Improve robustness of intent handling by considering "closeness" to defined sentences

Note: I am sorry if this has already been suggested, discussed, and dismissed in the past, but I could not find a discussion on this either here on in the Github issues.

Motivation

Home Assistant’s Voice Assistant functionality is fantastic, but it has a fatal flaw when used in conjunction with a Speech-To-Text engine: unless the STT process is flawless 100% percent of the time, frustration occurrs when the dreaded “Sorry, I didn’t understand that” statement is received in response to an, on the surface, well-formed request.

For a concrete example: I have a List called “To Do”.

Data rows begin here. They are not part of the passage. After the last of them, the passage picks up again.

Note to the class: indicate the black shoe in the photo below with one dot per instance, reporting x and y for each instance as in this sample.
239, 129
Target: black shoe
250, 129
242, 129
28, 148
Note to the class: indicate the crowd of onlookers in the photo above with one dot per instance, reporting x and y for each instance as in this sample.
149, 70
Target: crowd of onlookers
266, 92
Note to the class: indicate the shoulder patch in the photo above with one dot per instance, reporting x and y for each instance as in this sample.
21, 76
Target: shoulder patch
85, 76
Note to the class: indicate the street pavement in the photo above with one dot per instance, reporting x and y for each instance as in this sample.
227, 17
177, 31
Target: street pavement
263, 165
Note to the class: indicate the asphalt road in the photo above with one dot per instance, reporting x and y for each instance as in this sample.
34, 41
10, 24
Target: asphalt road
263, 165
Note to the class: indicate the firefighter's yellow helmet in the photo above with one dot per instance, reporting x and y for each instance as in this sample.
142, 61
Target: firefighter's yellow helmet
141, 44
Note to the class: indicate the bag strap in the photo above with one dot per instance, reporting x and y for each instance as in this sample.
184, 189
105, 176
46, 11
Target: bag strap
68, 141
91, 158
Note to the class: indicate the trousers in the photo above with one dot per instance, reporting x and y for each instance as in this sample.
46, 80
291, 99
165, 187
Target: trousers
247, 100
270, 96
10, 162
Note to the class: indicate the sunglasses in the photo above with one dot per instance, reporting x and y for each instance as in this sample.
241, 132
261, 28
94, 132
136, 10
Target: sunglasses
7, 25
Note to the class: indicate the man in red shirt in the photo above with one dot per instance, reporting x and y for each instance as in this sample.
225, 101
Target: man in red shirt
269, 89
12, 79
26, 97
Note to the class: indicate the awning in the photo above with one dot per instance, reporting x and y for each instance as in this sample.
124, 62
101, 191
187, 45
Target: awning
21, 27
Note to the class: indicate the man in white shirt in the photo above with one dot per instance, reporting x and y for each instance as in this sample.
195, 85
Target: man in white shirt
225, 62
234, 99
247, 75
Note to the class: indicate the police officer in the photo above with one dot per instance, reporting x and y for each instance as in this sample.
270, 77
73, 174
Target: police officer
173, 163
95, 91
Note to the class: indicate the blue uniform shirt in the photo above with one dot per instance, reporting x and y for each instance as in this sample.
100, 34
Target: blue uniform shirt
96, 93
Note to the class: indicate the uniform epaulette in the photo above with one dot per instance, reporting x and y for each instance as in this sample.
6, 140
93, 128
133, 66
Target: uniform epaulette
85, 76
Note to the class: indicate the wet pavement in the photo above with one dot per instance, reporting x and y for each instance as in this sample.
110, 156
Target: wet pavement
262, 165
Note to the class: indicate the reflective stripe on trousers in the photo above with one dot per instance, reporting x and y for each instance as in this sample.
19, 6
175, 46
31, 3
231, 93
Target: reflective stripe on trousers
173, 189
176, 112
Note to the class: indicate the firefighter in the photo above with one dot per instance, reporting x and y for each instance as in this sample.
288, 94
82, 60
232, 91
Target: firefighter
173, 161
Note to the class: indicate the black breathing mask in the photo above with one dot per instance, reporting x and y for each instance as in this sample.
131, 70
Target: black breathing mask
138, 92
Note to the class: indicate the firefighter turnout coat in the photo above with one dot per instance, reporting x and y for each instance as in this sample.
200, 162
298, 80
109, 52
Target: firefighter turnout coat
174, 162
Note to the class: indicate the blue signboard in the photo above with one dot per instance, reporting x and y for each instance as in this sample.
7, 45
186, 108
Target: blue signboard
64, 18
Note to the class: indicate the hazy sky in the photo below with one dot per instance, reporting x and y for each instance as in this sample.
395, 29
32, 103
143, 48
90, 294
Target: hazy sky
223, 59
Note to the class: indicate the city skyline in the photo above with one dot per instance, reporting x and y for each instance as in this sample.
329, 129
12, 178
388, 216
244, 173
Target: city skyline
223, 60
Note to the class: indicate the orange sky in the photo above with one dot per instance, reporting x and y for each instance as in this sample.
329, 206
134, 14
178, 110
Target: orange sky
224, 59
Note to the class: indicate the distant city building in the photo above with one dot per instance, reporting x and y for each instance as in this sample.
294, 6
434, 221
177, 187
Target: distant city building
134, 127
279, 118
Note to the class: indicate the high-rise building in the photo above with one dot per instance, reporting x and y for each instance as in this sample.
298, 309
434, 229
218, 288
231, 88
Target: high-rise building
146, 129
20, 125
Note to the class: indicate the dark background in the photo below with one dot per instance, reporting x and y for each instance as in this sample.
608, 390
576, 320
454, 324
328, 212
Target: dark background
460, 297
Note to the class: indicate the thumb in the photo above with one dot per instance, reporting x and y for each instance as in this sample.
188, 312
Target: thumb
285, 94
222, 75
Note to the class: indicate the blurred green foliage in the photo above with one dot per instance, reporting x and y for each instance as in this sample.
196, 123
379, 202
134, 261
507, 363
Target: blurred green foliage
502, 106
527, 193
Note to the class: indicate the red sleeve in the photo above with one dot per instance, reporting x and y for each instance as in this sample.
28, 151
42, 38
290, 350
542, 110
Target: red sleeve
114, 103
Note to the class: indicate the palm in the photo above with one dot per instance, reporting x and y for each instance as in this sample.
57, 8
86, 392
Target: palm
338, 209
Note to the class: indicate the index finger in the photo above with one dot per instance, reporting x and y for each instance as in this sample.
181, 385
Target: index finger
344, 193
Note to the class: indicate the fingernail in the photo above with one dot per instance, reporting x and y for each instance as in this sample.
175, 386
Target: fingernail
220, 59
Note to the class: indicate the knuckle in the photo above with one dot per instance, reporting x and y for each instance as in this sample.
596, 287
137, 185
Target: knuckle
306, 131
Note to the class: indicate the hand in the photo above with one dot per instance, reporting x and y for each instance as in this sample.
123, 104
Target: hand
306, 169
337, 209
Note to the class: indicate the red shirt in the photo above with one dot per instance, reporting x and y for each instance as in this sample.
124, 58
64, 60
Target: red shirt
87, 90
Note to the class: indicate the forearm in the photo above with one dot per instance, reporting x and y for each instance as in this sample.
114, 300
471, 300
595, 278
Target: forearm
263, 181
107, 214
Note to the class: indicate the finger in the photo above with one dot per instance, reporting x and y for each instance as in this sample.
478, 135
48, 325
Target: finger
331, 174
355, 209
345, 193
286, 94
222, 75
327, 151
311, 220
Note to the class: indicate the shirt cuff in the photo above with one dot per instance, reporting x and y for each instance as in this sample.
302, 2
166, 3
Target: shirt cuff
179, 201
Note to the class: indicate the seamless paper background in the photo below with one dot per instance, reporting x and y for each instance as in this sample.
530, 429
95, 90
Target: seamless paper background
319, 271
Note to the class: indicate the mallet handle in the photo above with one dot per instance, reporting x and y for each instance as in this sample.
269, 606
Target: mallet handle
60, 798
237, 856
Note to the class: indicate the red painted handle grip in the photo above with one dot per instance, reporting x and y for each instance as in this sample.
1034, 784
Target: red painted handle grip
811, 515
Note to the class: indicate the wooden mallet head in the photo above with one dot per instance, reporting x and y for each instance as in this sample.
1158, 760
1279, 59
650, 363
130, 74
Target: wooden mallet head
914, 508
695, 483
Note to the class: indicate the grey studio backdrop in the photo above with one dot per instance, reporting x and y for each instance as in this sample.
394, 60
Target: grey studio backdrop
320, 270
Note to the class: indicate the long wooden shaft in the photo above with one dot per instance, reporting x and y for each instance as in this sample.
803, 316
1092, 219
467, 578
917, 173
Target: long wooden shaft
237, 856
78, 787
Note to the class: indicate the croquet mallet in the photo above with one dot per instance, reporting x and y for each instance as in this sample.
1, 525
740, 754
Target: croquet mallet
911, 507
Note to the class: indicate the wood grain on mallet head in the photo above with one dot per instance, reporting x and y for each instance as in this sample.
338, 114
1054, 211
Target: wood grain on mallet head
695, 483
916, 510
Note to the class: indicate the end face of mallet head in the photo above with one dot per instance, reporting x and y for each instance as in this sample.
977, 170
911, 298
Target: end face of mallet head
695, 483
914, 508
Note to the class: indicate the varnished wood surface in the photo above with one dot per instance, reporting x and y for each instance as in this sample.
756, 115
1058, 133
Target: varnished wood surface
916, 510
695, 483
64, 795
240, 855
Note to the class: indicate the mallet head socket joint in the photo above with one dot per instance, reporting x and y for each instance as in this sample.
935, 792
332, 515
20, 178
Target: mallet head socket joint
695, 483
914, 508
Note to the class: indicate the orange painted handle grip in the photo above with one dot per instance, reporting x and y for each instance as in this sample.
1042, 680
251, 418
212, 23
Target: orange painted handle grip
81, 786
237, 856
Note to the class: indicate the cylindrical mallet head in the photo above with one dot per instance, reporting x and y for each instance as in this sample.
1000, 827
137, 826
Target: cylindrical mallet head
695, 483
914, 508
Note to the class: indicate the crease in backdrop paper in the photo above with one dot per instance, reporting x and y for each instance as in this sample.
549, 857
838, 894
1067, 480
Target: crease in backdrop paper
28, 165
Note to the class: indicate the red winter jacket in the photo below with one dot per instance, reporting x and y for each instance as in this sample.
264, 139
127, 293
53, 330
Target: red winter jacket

If I tell HA (in writing or through speech/STT) to

  • “add Vacuuming to my To Do list”

it does just that. However, if I tell it to

  • “add Vacuuming to my To-Do list”
  • “add Vacuuming to my To-do list”
  • “add Vacuuming to my ToDo list”
  • “add Vacuuming to my Todo list”
  • “add Vacuuming to my To Do-list”
  • “add Vacuuming to my To-Do-list”
  • “add Vacuuming to my Todolist”
  • “add Vacuuming to my to do list”

it does not. I would argue that even when typing a sentence like this, it can’t always be expected from me to 100% remember the name of everything, but that is kinda beside the point.

The annoying thing is that I am at the mercy of the STT engine.

It is damn-near impossible to influence whether it will interpret | tu du: | as “To Do”, “To-Do”, “ToDo”, or even “To do”! All of the examples listed above were received as the result of playing around with an STT engine for about 30 minutes. In this time, I maybe had a 5% success rate to get HA to set somthing on my To-Do, erm, To Do list.

LLMs are not the solution

I know that HA has just received an update allowing fallback-handling of failed voice commands by an LLM. That’s great, but in many cases not an option (even just considering the hardware requirements!). Additionally (and I don’t know if there’s an English idiom for this, so I will use a German one) this is like “using cannons to shoot sparrows”. It’s just overkill.

Proposed solution

Add an option similar to the “fallback to an LLM” option, but for a simple distance-based measure. For example, the well-known Levenshtein distance could be used to measure not if the input matches a sentence in the predefined list of sentences, but how closely it matches.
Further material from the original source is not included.